Lohn bekommen die Freiwilligen keinen, dafür Kost und Logis. Übernachtet wird gemeinsam in einer Jurte, einem grossen Rundzelt, geduscht im Freien mit bester Aussicht auf die Alpen. Und wenn das Wasser dafür warm sein soll, muss man zuerst den Boiler mit Holz einheizen. Ihm gefalle diese Art zu leben, fernab vom Druck des Kapitalismus, sagt der 22-jährige Pablo – «der Nachname ist nicht wichtig» – aus Deutschland. Er stiess im Internet durch Zufall auf den Balmeggberg, kam vor ungefähr sieben Wochen hier an und ist hängen geblieben. Da er im Moment «auf Reise durch Europa» sei, stehe er unter keinerlei Zeitdruck. Was er auf dem Balmeggberg über Permakultur, die Selbstversorgung mit Lebensmitteln und Energie, gelernt habe, könne keine Schule der Welt bieten. «Das», findet auch sein Kumpel Luke, «bringt dich persönlich weiter.» So gesehen sei der Aufenthalt hier ein Geben und ein Nehmen.

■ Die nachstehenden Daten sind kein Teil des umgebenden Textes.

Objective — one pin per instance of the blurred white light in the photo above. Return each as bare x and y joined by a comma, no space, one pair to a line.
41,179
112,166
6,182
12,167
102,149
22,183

Drei Familien wohnen permanent auf dem Balmeggberg. Die Erwachsenen arbeiten in verschiedenen Berufen, das Essen kommt fast vollständig aus dem eigenen Garten, die Umbaumaterialien – zum Beispiel der Lehm für die Ziegel – aus dem eigenen Boden. «Auf diese Weise einen Betrieb zu führen», sagt Besitzer Anton Küchler, «wäre ohne freiwillige Helferinnen und Helfer kaum möglich.» Schon letztes Jahr fand ein SCI-Workcamp statt; damals wurde der vom Orkan Lothar beschädigte Schulweg hinunter nach Trub wieder instand gestellt. Und auch ohne Workcamp arbeiten im Sommer mehrere Freiwillige hier. Manche bleiben ein paar Tage, andere sagen schon seit sechs Wochen: «Eine Woche hänge ich sicher noch an, dann schauen wir weiter.»

Kleines Missverständnis

Dafür, dass im Workcamp alles klappt, sorgt Marc Sommer. Der 29-jährige Informatikprojektleiter absolviert derzeit seinen Zivildienst hier, auf rund 1000 Metern über Meer. Er ist sehr zufrieden mit der internationalen Gruppe. Zwar müsse man am Morgen zuweilen etwas nachhelfen, damit alle aufstünden. Und ab und zu gebe es trotz guter Englischkenntnisse Missverständnisse. Die Freiwilligen aus der Türkei etwa lasen in der Ausschreibung, dass sie in einer Jurte, englisch «yurt», übernachten würden. Auf türkisch ist «yurt» ein Studentenwohnheim, und so war das Erstaunen gross, als sie das Rundzelt und die Freiluftdusche sahen. Aber mittlerweile hätten sich die Gäste aus der Türkei daran gewöhnt, berichtet Sommer. «Sie sehen es als einzigartige Erfahrung. Und als Chance, ein Land von einer ganz anderen Seite kennen zu lernen.»

Er sei zum dritten und bestimmt nicht letzten Mal hier, sagt Luke aus Deutschland. Der Balmeggberg sei zu einem Ort geworden, «von dem ich weiss: Hierher kann ich immer kommen.» Es sei beruhigend, auf der Welt ein paar solche Orte zu kennen.